Она оглядела женщин, прекративших работу и удивленно уставившихся на нее.

— Я никогда прежде не думала о том, как живется смертным женщинам. Но я полюбила смертного и разделила с ним его судьбу. Значит, для меня другой дороги нет. Многое в вашей жизни меня удивляет, и не всегда приятно. Но это не оттого, что я эльфийская королевна, а от того, что я эльф. Будь я простой dis, я удивлялась бы не меньше.

— Но ведь, поди, светлицу мазать во дворце не приходилось?

— Нет, но приходилось расписывать по-новой. Ведь от факелов стены и потолки коптятся.

Она обмакнула пакляную кисть в миску с размешанной глиной.

— А разве у вас стены не сами собой, по волшебству, расписываются? — изумилась молоденькая девушка. — А еще я слыхала, что в Дориате есть волшебный котел, в котором варево из семи мяс каждый день появляется поутру само собой. Если вы эльфы — что ж вы себе не наколдуете? Я бы наколдовала…

— Ага. Волшебный котел тебе мясо варит, а ты тем временем шасть на улицу — в кустах брюхо нагуливать! — съязвила Моррет. — Мазилом работай, а не языком, сорока.

Какое-то время женщины опять работали молча, потом еще одна не выдержала.

— Дозволь еще спросить, госпожа Соловушка.

— Разве у нас княжеский совет, что говорить можно только по спросу? Не жди дозволения.

— Вы с кня… с Береном долго у нас пробудете?

— Тебе какое дело? — встряла Моррет. — Или боишься, что они все лавки насквозь просидят? А не бойся: не твои лавки-то, а наши, Рианов.

— Да и вовсе я не об том, — обиделась женщина. — А только знаешь, госпожа Соловушка, шило-то в мешке не утаишь. Так-то мы болтать не будем, но ежели кто другой придет, то ему ведь рта не зажмешь. А про лютость феаноровых сыновей мы кой-чего знаем.

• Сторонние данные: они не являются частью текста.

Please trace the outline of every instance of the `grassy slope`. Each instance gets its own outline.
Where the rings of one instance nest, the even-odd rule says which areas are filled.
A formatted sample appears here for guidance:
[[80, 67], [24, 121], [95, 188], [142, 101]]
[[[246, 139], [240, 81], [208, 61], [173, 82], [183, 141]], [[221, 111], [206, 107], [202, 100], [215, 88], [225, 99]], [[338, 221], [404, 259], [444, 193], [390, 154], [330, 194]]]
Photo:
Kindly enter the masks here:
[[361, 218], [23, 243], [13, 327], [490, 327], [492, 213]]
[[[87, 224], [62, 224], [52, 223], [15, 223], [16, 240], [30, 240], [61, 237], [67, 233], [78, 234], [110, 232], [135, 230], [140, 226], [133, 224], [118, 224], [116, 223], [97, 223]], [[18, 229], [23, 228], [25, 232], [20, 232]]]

— Я тоже немного знаю о том, каков нрав сыновей Феанора, — сказала Лютиэн, жестом запретив Моррет отвечать за себя. — Но здесь решают двое, которым мы подчиняемся: хозяин замка, Финрос, и его гость Берен. Я… спрошу у него.

Ночью она и в самом деле спросила. Во всем доме пахло свежей влажной глиной, из окон были вынуты рамы со слюдяными вставками, и проемы задернули тонкими ветхими холстами — от мошкары.

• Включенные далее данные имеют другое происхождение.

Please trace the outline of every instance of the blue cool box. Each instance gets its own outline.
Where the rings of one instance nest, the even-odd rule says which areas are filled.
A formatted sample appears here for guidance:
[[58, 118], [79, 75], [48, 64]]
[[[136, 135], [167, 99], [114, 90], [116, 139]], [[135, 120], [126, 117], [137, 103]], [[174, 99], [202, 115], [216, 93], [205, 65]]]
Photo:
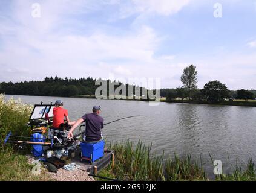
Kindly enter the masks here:
[[95, 144], [80, 143], [82, 157], [88, 158], [91, 162], [94, 162], [104, 155], [105, 141], [100, 141]]

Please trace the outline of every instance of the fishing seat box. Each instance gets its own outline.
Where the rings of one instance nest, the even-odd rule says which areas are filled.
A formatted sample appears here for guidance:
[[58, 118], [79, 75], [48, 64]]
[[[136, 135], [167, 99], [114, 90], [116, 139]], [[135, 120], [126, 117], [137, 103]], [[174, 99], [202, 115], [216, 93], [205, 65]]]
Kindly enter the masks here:
[[105, 141], [100, 141], [95, 144], [87, 144], [81, 142], [81, 161], [87, 160], [91, 162], [91, 163], [103, 157], [104, 155]]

— Когда закончится жатва, и трава в окрестности выгорит, — ответил Берен, — я сяду на коня, возьму Хуана и поднимусь со стадом выше в горы. Туда, где травы стоят все лето. Если придет кто-то чужой, он не встретится со мной.

— А я? — спросила Лютиэн. — Возьмешь ли ты меня туда?

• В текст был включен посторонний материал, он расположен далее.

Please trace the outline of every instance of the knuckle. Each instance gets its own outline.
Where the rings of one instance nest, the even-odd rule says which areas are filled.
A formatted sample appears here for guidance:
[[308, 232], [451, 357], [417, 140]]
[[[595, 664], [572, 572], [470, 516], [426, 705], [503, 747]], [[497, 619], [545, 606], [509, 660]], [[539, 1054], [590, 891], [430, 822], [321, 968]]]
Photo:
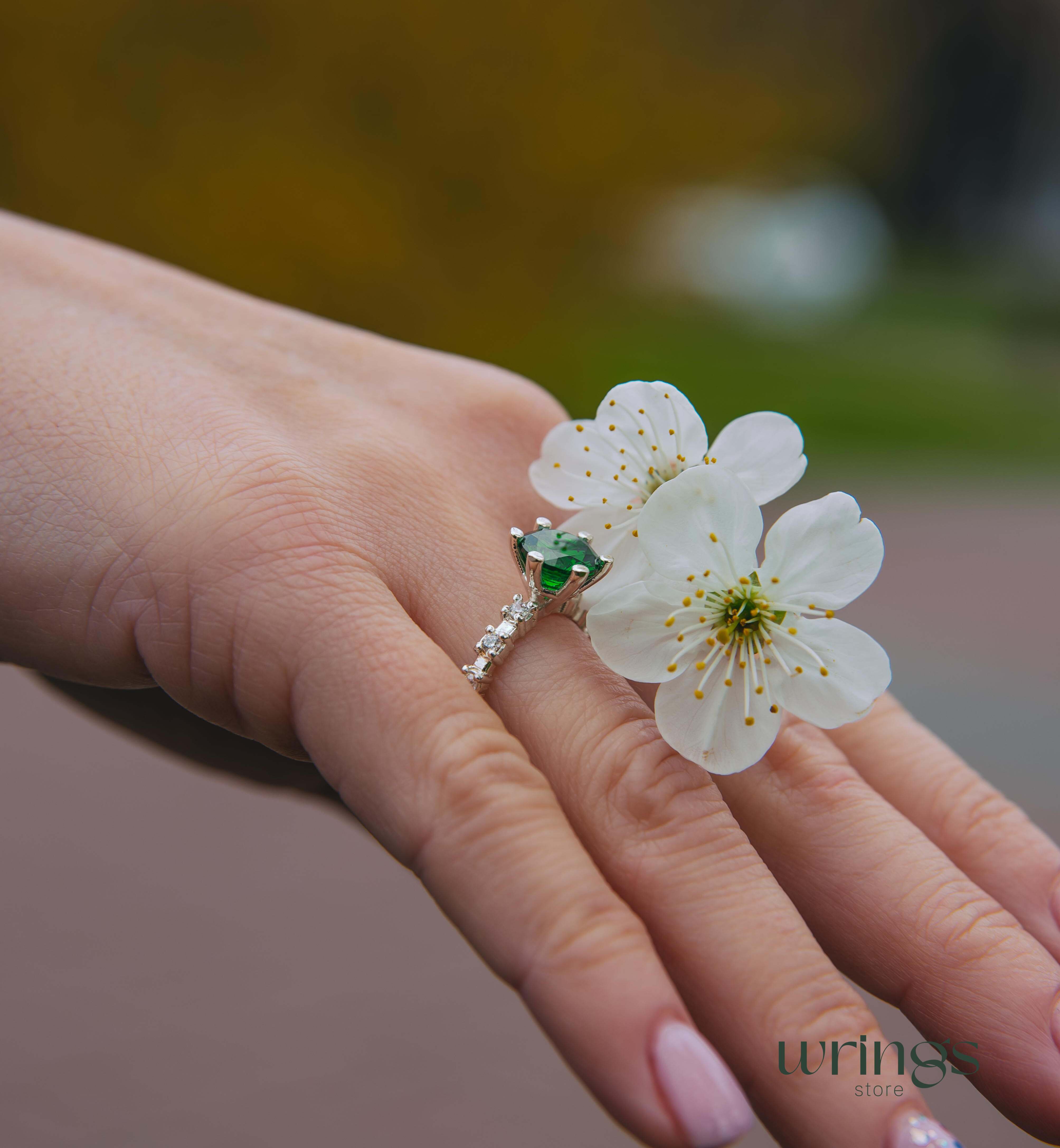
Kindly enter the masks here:
[[516, 987], [528, 992], [541, 979], [591, 976], [609, 964], [650, 952], [643, 923], [602, 886], [573, 895], [565, 905], [548, 906], [548, 917], [536, 926]]
[[634, 839], [673, 852], [682, 843], [702, 844], [724, 837], [726, 828], [736, 830], [710, 774], [675, 753], [651, 718], [627, 718], [587, 757], [597, 762], [587, 770], [587, 799]]
[[833, 812], [865, 800], [866, 783], [831, 739], [807, 722], [786, 726], [768, 758], [771, 776], [792, 800]]
[[466, 714], [441, 715], [431, 728], [433, 744], [417, 778], [421, 828], [408, 862], [416, 872], [440, 840], [466, 848], [510, 829], [503, 810], [511, 809], [511, 799], [524, 806], [551, 800], [548, 783], [503, 729]]
[[950, 796], [942, 817], [946, 836], [964, 840], [1016, 839], [1028, 824], [1021, 809], [975, 775], [964, 779], [955, 800]]
[[867, 1006], [831, 968], [804, 968], [763, 984], [758, 1002], [766, 1031], [808, 1042], [875, 1027]]
[[914, 926], [949, 969], [990, 963], [1018, 939], [1012, 915], [964, 876], [929, 882], [918, 901]]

— Пастухи не берут жен в горы, — Берен улыбнулся. — Но ты не обычная жена. Ты — мой последний и единственный воин, моя королева, мое сердце… И это наконец-то будет место, где мы будем вдвоем.

— Пока не придет время загонять на зиму скот, — согласилась она.

Пришли жнива, и урожай обещал быть восемнадцать мер на меру — лучшее из того, что может дать здешняя земля.

— Пива наварим и перепьемся на радостях все! — говорил Финрос. — Мы десять лет того не видели, чтобы восемнадцать к одной!

А ведь в Дориате плохим считался год, когда собирали тридцать мер на меру…

Озимая пшеница здесь давала совсем не такое зерно, как в нижнем Белерианде — этот неприхотливый вид хорошо переносил холодные дортонионские весны, но высоких упругих хлебов, которые принимают прежний вид после того как на них сядешь и посидишь — таких хлебов из нее испечь было нельзя: тесто получалось липкое, плывущее. Поэтому горянки пекли пресные лепешки, ловким сильным броском расплющивая ком теста о раскаленную стену печи. Искусство же пекаря состояло в том, чтобы правильно вымесить тесто и точно определить тот миг, когда пропеченная лепешка готова отвалиться от кирпичной стенки.